関東大震災を転機に大きくなった老舗メーカー

 関東大震災は、民間企業の経済活動にも影響を与えた。地震発生後、交通インフラである鉄道や市電が打撃を受ける一方で光が当たったのは、自動車だった。

 東京の帝都復興を掲げた当時、運送の要として自動車に付随する様々な部品や、修理需要が高まった。そのビジネスチャンスをつかんだのは、大企業ではなく中小零細企業だったという。

 大企業と異なり、中小零細企業は小回りが利く。チャンスを逃すまいとした起業家精神にあふれる中小零細の企業家たちは、震災で倒壊した設備を一新し、復興により生まれた需要に対応していった。
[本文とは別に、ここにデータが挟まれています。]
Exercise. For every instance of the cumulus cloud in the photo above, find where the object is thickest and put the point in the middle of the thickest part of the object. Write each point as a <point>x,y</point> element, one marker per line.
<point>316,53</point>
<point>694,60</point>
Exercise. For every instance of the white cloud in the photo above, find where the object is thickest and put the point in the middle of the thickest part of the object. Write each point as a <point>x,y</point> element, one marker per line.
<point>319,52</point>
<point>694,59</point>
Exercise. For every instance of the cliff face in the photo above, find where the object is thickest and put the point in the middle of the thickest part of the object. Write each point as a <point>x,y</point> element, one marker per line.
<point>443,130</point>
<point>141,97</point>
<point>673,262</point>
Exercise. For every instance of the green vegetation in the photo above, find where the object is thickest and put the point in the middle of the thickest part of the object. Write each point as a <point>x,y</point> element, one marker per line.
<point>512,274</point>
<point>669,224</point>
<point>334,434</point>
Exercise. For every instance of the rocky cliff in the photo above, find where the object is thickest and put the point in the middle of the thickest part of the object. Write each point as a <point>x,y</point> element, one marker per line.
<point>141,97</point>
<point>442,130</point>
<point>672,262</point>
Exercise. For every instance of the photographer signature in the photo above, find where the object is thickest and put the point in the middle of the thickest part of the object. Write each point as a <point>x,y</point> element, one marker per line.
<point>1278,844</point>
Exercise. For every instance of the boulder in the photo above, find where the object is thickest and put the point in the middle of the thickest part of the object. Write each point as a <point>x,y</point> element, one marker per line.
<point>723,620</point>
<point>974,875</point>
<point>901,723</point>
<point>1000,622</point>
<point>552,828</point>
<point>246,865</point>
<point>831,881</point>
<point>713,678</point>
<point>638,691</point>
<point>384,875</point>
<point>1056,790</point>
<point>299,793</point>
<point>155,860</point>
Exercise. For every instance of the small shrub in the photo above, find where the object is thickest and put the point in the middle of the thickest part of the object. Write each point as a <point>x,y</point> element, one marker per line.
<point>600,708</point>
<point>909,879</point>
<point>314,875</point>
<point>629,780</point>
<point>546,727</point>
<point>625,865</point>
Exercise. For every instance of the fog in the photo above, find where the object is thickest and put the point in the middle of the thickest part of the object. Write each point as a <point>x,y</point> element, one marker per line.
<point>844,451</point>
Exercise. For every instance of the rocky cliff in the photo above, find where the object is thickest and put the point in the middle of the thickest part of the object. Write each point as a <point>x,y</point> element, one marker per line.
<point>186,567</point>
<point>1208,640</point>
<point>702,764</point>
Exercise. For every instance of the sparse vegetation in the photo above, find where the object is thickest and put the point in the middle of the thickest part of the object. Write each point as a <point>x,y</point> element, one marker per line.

 また、他の分野でもチャンスをつかんだ企業もある。本書によれば、大手化粧品メーカーの「資生堂」は当時、衛生面から石鹸の需要が高まるなか、混乱のさなかで便乗値上げをせず被災者に石鹸を配布したことで、会社への信用を高めた。

 大手食品メーカーの「ニチロ(現・マルハニチロ)」も例に挙げられた一社で、当時すでに製造していた缶詰を配布したことから、その保存力を高く評価されて、業績を拡大していったのだという。

 関東大震災を経済活動から振り返ると、当時の日本全体における「経済地図を塗り替えるほどのもう一つの近現代史が生まれる可能性」が見えてくる。未曾有の災害から100年の節目、当時の人々の歩みをたどることには大きな意味がある。